Sabem aquelas resoluções de Ano Novo que todos fazemos? Bem, ou quase todos... Eu cheguei aos 30 anos sem nunca ter pensado sequer fazer uma dessas listas. Deixar de fumar, fazer mais exercício, mudar de emprego, viajar mais, encontrar o amor da minha vida...

O SOM PARA ESTE MOMENTO
Enfim! Não me entendam mal, eu acho que todos estes objetivos são estupendos! Mas toda a gente sabe que aquele guardanapo amarrotado com as resoluções de ano novo vai acabar esquecido no fundo de uma gaveta, juntamente com o cartão do ginásio, onde pusemos os pés um par de vezes. Em janeiro tudo nos parece possível. Em fevereiro reduzimos a lista para metade. E em março... de que é que estávamos mesmo a falar?

Mas este ano foi diferente. Fiz 30 anos. E, sem eu me aperceber, o meu Ano Novo não começou em janeiro, mas sim no dia a seguir ao meu dia de aniversário, no final de junho. É uma idade redonda, que para uns representa o fim daquela adolescência prolongada que foram os vintes, com a necessidade de mais responsabilidades e obrigações. De repente, estamos a ficar mais parecidos com os nossos pais!

Já eu, ao chegar aos 30, decidi continuar a fazer tudo o que já fazia, mas mais intensamente. Viver mais. Divertir-me mais. Arriscar mais. Amar mais. Experimentar mais. Saborear mais. Mas com um pequeno segredo: cuidar de mim ao mesmo tempo. E nunca deixar que pequenos obstáculos me estragassem a diversão.
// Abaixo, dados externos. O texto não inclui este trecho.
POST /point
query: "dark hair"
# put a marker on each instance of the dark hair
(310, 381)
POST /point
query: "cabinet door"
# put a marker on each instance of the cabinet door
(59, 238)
Foi assim, lentamente, e sem abdicar de nenhum dos prazeres que a vida me vai proporcionando – nem das emoções que eu própria procuro – que também decidi que os trintas iriam ser os anos do meu equilíbrio pessoal na alimentação. E nem imaginam como uma pessoa pode encontrar a felicidade num belo prato de massa com molho a fumegar.